El interés es la palabra que convierte una compra de trescientos euros en una de cuatrocientos sin que nadie te avise. También es lo que hace que el dinero guardado crezca solo. Es el mismo mecanismo mirado desde los dos lados, y conviene saber en cuál de los dos estás.
Qué es, en una frase
El interés es el precio del dinero prestado: lo que pagas de más por poder usar hoy un dinero que todavía no tienes, o lo que te pagan a ti por dejarlo.
Cuarenta y ocho euros por no esperar
La lavadora de la abuela Pilar lleva tres semanas haciendo un ruido nuevo, y Pilar, que tiene setenta y dos años y una memoria de elefante, dice que ese ruido lo ha oído antes y que nunca acaba bien.
El jueves va Vera a verla, como cada jueves.

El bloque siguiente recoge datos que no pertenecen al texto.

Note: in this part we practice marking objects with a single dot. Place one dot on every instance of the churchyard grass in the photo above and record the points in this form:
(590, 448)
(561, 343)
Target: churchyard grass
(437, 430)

Vera tiene dieciséis años, es hija del tío Marcos y trabaja los veranos en un bar; lleva sus cuentas al céntimo en el móvil y no le da ninguna vergüenza reconocerlo.
Encima de la mesa hay un folleto de la tienda de electrodomésticos. La lavadora que quiere Pilar cuesta trescientos sesenta euros. Debajo, en letra más grande que el precio, pone: «Llévatela hoy: doce cuotas de treinta y cuatro euros al mes».

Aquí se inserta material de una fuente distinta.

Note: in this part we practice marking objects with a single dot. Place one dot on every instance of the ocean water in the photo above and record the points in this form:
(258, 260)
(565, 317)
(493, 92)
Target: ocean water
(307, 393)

—Pues págala así, abuela —dice Vera—. Treinta y cuatro al mes no es nada.
Pilar no contesta. Se levanta, trae la caja de latón de galletas donde guarda los papeles importantes y saca un lápiz.
—Multiplica —dice.
Vera coge el móvil. Doce por treinta y cuatro son cuatrocientos ocho.
—Cuarenta y ocho euros más —dice, y se queda mirando la pantalla como si alguien la hubiera engañado.

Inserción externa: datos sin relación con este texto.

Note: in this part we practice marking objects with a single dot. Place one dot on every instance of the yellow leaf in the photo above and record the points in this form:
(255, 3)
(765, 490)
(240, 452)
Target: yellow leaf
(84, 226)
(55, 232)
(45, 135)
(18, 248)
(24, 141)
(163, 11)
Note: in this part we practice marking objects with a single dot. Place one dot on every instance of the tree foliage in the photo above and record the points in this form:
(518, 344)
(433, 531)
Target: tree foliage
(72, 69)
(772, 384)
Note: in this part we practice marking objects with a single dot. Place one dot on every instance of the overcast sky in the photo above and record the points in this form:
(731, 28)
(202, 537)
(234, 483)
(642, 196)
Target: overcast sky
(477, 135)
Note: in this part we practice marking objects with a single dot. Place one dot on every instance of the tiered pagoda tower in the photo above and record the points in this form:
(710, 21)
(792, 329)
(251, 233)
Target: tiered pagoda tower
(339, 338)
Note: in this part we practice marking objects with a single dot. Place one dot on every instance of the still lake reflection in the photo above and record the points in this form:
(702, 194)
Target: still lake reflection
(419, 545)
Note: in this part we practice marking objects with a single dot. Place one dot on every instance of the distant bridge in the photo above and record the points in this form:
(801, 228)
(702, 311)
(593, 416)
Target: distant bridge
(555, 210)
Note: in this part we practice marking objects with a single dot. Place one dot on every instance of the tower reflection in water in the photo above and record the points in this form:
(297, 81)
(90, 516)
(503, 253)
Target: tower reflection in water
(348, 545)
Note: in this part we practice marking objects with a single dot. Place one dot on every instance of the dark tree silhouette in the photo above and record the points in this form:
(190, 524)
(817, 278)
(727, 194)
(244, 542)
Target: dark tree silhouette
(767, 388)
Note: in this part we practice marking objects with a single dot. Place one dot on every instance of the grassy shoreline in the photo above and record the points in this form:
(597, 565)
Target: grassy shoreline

—Cuarenta y ocho euros por no esperar —dice Pilar—. Eso es el interés. El dinero de otro también cuesta dinero. Lo que pasa es que eso lo ponen en pequeñito y la cuota en grande.
Lo hablan un rato. Pilar los tiene, los trescientos sesenta: están en la cartilla desde hace años, guardados de poquito en poquito. Podría pagar a plazos y dejar el dinero quieto, pero no le sale de dentro.
—Cuando compramos esta casa no los teníamos —dice—. Pagamos intereses veinte años. El día que terminé de pagarla no lloré ni nada, pero dormí distinto. Aquello fue alivio, y no se me ha olvidado.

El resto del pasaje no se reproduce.